The Boy Who Sneaks in My Bedroom Window
by Kirsty Moseley
This is one of those books that has been on my Kindle for years (after being recommended by someone on Goodreads then swayed by a lot of positive reviews), and I wanted to love it because it sounded like a cute concept (the window part) and the summary mentioned the love/hate thing which is one of my go-to cliches when I'm in a reading slump.Summary: Amber Walker and her older brother, Jake, have an abusive father. One night her brother's best friend, Liam, sees her crying and climbs through her bedroom window to comfort her. That one action sparks a love/hate relationship that spans over the next eight years. Liam is now a confident, flirty player who has never had a girlfriend before. Amber is still emotionally scarred from the abuse she suffered at the hands of her father. Together they make an unlikely pair. Their relationship has always been a rocky one, but what happens when Amber starts to view her brother's best friend a little differently? And how will her brother, who has always been a little overprotective, react when he finds out that the pair are growing closer?
But... Well, I really didn't like the book. At all. Interesting premise, not very good in the execution.
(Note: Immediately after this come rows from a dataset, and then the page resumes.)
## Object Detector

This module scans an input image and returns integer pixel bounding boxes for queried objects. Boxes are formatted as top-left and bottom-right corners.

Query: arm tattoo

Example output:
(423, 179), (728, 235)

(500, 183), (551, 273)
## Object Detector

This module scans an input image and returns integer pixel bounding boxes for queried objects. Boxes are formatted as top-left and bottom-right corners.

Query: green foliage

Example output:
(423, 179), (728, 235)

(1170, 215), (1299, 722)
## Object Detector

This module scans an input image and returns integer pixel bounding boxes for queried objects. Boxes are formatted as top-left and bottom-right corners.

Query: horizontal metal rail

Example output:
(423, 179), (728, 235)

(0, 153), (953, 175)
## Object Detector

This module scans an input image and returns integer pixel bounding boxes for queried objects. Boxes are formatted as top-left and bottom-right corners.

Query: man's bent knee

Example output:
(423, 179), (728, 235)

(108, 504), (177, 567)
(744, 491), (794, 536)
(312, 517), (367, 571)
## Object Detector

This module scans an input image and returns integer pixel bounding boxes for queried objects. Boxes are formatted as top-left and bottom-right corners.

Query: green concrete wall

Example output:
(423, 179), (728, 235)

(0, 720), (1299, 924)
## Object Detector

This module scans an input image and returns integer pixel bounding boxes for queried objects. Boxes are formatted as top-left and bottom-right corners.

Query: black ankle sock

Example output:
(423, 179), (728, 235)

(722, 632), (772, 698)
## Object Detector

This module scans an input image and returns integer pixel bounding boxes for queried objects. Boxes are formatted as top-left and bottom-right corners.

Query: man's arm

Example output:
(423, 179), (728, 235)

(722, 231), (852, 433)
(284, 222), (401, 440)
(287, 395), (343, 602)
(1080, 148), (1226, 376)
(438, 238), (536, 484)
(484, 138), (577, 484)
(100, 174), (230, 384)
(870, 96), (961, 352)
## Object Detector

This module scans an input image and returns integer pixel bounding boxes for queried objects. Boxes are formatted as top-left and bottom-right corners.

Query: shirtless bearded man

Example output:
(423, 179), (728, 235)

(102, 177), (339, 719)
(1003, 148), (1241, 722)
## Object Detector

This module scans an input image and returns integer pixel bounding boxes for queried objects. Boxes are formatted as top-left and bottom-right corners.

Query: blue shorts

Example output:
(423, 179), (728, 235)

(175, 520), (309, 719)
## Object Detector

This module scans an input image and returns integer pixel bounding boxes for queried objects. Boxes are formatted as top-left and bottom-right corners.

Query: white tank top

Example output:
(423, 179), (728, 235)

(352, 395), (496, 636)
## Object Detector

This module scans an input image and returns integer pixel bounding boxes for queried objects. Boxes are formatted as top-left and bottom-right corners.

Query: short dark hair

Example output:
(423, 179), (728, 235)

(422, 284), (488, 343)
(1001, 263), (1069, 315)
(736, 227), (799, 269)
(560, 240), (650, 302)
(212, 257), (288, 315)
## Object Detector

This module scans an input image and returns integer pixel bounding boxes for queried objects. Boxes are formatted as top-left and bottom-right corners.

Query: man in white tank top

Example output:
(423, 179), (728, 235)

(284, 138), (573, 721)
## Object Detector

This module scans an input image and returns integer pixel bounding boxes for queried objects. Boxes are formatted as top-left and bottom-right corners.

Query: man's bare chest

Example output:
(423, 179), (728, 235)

It started off okay (well, if I ignore the first chapter/prologue written unconvincingly from the POV of Amber when she's 8 years old), but it went downhill quite quickly.
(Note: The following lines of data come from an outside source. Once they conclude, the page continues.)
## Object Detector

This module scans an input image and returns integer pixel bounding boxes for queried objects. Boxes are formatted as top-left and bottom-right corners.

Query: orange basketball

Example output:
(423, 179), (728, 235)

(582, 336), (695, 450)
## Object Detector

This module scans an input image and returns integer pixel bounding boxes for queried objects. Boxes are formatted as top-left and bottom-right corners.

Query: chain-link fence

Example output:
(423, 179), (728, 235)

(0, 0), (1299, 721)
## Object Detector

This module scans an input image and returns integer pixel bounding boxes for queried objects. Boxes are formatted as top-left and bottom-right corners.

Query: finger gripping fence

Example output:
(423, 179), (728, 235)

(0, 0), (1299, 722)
I just -- I wasn't a fan of the writing at all, which is something I can overlook in a book if there are other things I enjoy enough but that wasn't the case here.
The characters were just... I don't know, it's hard to put into words what I didn't like about them. There was just this immaturity about them, and the way they were written, that bugged me. They were really cliche in really annoying ways. Not even just the main characters, but all of them, the side characters were more like caricatures -- especially the ones we're not supposed to like.
And I really, really didn't like the girl hate in the book, or the slut shaming.
The romance was a let down. Like I said, the love/hate thing is a cliche that I enjoy reading -- it's fun and awesome when it's done right, but it was barely even a thing in this book...the "hate" is only really present for a couple of chapters, then it jumps right into being one of those really obnoxious, saccharine relationships that somehow manages to be simultaneously immature and too grown-up to the point where it wasn't believable. There was none of the slow-burn awesomeness that the love/hate cliche normally has.
One of the biggest issues I had with the book was the way the abuse storyline was handled. There are books out there that can write about abuse with the sensitivity it deserves, but it didn't feel like this one did that -- it was just handled really badly and often felt like it was just being used as a plot device.
Basically, I kind of hated the book. Partially because I just didn't like it (writing, characters, plot, etc.), partially because it pushed the "THIS IS VERY PROBLEMATIC!" button a few times too many, and a little bit because it just didn't live up to expectations.
I'd rate it 1.5 stars out of 5. But, like I said at the beginning of the review, I did see a lot of positive reviews so perhaps it will work better for you than it did for me.